Applications in Medicine
Kaelin, Ratcliffe, and Semenza’s efforts have led to the development of a number of new drugs aimed at treating a range of diseases characterized by hypoxia, such as anemia, lung disease, renal failure, and suppressing the growth of cancerous tumors, by preventing HIF degradation.
In an interview, Kaelin has previously commented that at the time, he could not have predicted the direction his research would take. He began as a cancer biologist and physician studying a rare, genetic disease, and ended up contributing to perhaps one of the greatest fundamental discoveries in modern biology.

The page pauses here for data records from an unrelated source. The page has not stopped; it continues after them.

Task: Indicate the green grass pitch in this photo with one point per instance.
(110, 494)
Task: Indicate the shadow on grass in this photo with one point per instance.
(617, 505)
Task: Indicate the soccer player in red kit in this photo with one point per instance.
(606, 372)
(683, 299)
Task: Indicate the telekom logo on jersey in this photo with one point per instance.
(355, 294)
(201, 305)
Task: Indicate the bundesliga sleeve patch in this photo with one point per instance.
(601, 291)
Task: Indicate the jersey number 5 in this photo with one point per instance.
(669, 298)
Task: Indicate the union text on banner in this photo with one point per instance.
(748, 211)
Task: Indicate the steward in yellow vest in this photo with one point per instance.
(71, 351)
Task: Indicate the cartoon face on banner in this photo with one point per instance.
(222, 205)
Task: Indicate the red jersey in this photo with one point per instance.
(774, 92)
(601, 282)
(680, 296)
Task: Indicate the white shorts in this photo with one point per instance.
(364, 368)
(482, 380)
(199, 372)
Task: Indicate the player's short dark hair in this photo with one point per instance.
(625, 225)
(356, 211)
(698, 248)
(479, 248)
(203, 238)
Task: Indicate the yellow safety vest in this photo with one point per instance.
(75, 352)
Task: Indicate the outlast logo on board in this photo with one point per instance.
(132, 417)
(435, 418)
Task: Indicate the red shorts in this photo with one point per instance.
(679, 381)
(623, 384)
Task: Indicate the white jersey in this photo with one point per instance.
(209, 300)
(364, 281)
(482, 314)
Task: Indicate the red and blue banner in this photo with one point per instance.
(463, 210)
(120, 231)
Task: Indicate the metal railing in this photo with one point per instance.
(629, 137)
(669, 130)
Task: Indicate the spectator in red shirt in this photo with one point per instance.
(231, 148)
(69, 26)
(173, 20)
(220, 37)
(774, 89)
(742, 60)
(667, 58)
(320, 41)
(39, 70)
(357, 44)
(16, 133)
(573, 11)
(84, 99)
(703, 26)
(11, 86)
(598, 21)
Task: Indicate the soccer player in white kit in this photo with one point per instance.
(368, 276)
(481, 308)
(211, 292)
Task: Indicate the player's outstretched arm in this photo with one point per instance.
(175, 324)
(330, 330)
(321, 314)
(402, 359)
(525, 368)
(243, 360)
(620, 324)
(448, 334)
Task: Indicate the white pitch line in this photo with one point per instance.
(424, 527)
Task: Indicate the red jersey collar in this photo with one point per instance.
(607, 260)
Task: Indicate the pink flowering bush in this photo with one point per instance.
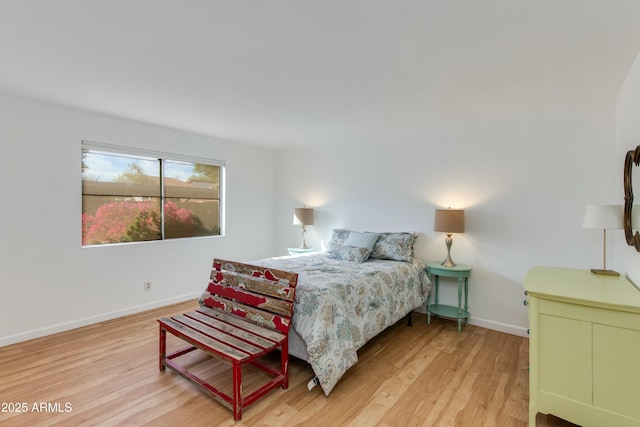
(132, 221)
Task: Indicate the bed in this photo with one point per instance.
(348, 295)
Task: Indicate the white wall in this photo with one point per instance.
(48, 281)
(524, 180)
(628, 137)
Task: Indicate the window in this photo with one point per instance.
(133, 195)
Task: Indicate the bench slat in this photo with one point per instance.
(260, 317)
(228, 329)
(201, 340)
(272, 274)
(280, 291)
(225, 289)
(269, 334)
(247, 347)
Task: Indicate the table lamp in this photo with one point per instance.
(449, 221)
(303, 217)
(604, 217)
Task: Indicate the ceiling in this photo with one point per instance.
(282, 73)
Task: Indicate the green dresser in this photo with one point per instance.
(584, 347)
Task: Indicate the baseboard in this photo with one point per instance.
(491, 324)
(67, 326)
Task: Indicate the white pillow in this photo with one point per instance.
(361, 240)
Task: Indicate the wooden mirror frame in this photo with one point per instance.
(633, 157)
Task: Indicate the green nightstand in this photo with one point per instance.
(461, 272)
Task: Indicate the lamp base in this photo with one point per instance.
(602, 272)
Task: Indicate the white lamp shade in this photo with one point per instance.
(449, 220)
(303, 216)
(606, 217)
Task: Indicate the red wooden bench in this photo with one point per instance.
(244, 313)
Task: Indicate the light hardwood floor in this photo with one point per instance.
(107, 375)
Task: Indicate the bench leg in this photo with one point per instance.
(237, 391)
(284, 363)
(163, 347)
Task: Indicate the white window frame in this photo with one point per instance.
(120, 149)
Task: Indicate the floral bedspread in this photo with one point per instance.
(340, 305)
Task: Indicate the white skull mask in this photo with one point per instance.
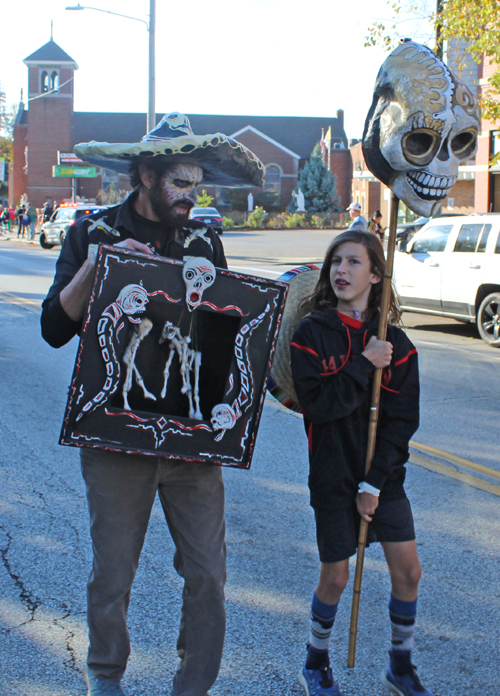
(199, 274)
(422, 124)
(223, 418)
(132, 300)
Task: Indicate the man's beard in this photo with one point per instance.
(165, 212)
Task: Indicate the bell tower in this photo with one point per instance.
(49, 120)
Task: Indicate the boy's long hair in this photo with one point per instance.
(324, 297)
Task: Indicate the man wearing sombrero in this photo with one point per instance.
(165, 169)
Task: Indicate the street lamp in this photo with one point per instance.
(151, 29)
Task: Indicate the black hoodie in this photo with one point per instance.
(333, 383)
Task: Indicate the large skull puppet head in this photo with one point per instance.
(199, 274)
(422, 124)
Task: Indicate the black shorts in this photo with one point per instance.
(337, 530)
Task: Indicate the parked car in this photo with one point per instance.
(55, 230)
(209, 215)
(451, 268)
(406, 230)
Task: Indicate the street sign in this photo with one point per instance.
(75, 172)
(68, 158)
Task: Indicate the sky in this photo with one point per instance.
(239, 57)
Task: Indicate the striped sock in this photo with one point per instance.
(402, 615)
(322, 619)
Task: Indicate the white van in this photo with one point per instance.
(451, 268)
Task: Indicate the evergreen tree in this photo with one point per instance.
(318, 186)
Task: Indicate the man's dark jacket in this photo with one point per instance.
(110, 227)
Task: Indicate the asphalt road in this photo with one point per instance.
(45, 552)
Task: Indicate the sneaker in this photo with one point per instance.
(99, 686)
(318, 682)
(407, 684)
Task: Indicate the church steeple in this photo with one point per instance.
(50, 121)
(49, 69)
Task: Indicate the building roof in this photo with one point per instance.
(265, 137)
(50, 53)
(297, 133)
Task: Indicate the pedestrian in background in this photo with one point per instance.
(375, 226)
(334, 354)
(20, 216)
(31, 217)
(48, 209)
(12, 216)
(358, 222)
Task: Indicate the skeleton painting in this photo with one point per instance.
(198, 274)
(422, 124)
(131, 301)
(165, 366)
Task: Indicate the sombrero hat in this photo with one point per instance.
(225, 162)
(302, 281)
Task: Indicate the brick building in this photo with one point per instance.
(50, 125)
(487, 195)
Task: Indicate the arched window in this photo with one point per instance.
(44, 82)
(54, 80)
(272, 183)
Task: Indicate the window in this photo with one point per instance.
(272, 183)
(468, 237)
(54, 80)
(497, 248)
(484, 238)
(44, 82)
(433, 239)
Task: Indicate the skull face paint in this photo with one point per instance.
(198, 274)
(180, 183)
(174, 194)
(422, 124)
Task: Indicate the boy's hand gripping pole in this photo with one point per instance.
(372, 425)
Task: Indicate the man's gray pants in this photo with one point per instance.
(121, 490)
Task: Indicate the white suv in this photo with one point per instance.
(451, 268)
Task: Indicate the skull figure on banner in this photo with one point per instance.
(423, 123)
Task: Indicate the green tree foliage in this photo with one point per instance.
(112, 195)
(257, 218)
(318, 186)
(204, 201)
(475, 22)
(238, 199)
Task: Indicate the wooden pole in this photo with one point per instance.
(372, 425)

“This group and their collaborators laid the foundations to an entirely new field of physiology and medicine,” adds Dr. Martin. “Understanding hypoxia at the level of the cell is a key component to developing new treatments and without their contributions we would not have had this opportunity to exploit these mechanisms for the benefit of patients.”
The team’s discoveries are of course not an endpoint for this field of research, but, according to the Nobel Committee, have “opened the field and led to an explosion of work.”
This article was amended on October 9, 2019 to include the quotes from Dr. Martin.